XIX. yüzyılın ilk yarısında (1827), Türklerin işlettiği kahvelerin İstanbul'da ve İzmir'de çok az olduğunu belirten bir yabancı, buna karşılık berber dükkanlarının çok sayıda olduğunu söyler; çünkü bunların birçoğu gizli bir kahvehaneyi saklamak için açılan berber dükkanlarıymış. Bu dükkanlara, kahve nargile, çay içmek için gelenler, saç sakal tıraşı için gelenlerden daha çokmuş. Ayrıca birçok kahvehanenin sahibi yeniçerilerdi ve II.Mahmut Yeniçerileri ortadan kaldırdığında çok sayıda kahvehaneyi kapatmıştı. Kahvehanesi olan her yeniçeri, oraya kendi ortası'nın armasını asardı. II.Mahmut bu izleri de ortadan kaldırmak için birçok kahveyi de yıktırdı.
Türkiye'de kahvehanelerin ilk açılışı XVI.yüzyılın ikinci yarısına rastlar.

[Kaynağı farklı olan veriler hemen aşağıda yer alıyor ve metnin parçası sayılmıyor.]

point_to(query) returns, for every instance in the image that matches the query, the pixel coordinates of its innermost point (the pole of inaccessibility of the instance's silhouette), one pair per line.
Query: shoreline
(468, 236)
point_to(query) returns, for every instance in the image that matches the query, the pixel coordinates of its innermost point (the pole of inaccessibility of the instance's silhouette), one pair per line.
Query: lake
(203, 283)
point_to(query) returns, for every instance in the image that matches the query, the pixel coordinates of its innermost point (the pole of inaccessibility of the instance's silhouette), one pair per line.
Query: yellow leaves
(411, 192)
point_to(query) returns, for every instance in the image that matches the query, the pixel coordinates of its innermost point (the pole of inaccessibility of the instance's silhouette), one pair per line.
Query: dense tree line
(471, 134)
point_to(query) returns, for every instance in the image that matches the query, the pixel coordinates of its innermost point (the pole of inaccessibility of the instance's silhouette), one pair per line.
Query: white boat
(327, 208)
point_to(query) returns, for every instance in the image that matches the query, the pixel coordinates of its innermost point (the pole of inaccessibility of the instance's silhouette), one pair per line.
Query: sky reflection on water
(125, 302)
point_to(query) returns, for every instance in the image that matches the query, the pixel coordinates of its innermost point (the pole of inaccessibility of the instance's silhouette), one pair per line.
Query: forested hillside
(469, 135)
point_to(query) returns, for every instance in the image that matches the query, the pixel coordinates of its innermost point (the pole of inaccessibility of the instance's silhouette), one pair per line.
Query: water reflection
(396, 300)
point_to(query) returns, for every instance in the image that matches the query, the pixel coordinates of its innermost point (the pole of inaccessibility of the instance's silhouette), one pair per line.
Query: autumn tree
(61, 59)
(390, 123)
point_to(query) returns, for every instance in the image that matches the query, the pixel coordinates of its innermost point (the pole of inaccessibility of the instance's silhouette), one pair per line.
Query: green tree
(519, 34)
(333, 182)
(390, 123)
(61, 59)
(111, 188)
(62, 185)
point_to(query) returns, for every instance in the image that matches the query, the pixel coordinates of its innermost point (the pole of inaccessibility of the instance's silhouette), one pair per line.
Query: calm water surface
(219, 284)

Peçevi bunların açılış tarihi için 1554/5 (H.962) yılını, Gelibolulu Ali ise 1552/3 (H.960) yılını verir. Peçevi'ye göre, bu tarihlere gelinceye dek İstanbul'da ve bütün ''Rum Diyarı'nda'' kahve ve kahvehane yoktu. Halep'ten Hakem adında bir adam ve Şam'dan Şems adında biri gelerek Tahtakale'de bir büyük kahvehane açmışlardır. Bu kahvehanelere önce okumayı seven, keyif ehli kişiler gelmiş, buralarda kitap ve gazete okunmuş, tavla, satranç, dama gibi oyunlar oynanmış ve sık sık da meddahların hikaye anlattıkları bir yer olmuştur. Ancak sonradan bu kahvehanelere işi gücü olmayanlar da dolunca, kahvehaneler semtlere ve oraya gelen kimselerin toplumsal ve ekonomik durumuna göre, özelliklerini kazanmışlardır. Ali, bu kahvehanelerin açılmasıyla, oraların bir yandan saygın kişiler, öbür yandan da serseriler ile dolduğunu bellirtir.

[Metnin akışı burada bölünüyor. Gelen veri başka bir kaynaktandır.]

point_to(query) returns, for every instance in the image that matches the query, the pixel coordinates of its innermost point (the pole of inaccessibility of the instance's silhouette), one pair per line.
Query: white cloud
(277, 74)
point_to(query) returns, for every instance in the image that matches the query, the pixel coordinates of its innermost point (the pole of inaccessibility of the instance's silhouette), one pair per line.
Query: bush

Hükümdar saraylarındaki siyerciler önce Peygamberin gazalarından kesitler okuyan kişilerdi, ama sonradan din dışı konulara ağırlık verdiklerinden bunlara kıssahan denilmeye de başlandı. Giderek bu yöneliş, toplumsal değişimlerin etkisiyle güncel olaylara değinen, günlük yaşayıştan kesitler veren ve günlük gerekçi sahneleri işleyen bir eğilim içine girdi ve sonunda dinleyenlerde daha çok ilgi uyandırmak için taklitleri kapsayan, oyunculuğa yakın bir görünüm aldı.
Başlarda tamamen dinsel bir nitelik gösteren meddahlık Araplardan Türklere geçtiğinde, Türklerin halk hikayecilerinin özellikleri ile kaynaşmış ve daha çok din dışı, güncel, insan yaşamı ile ilgili hikayeleri, fırkaları ve kahramanlık destanlarını içermiştir. Araplarda peygamberin ve yakınlarının övgüsü ve İslam kültürü içinde çok önemli bir yeri olan meddah, giderek halifelerin, padişahların övgücüsü, daha sonra da yalnızca hikayeler anlatan bir sanatçı durumunu almıştır.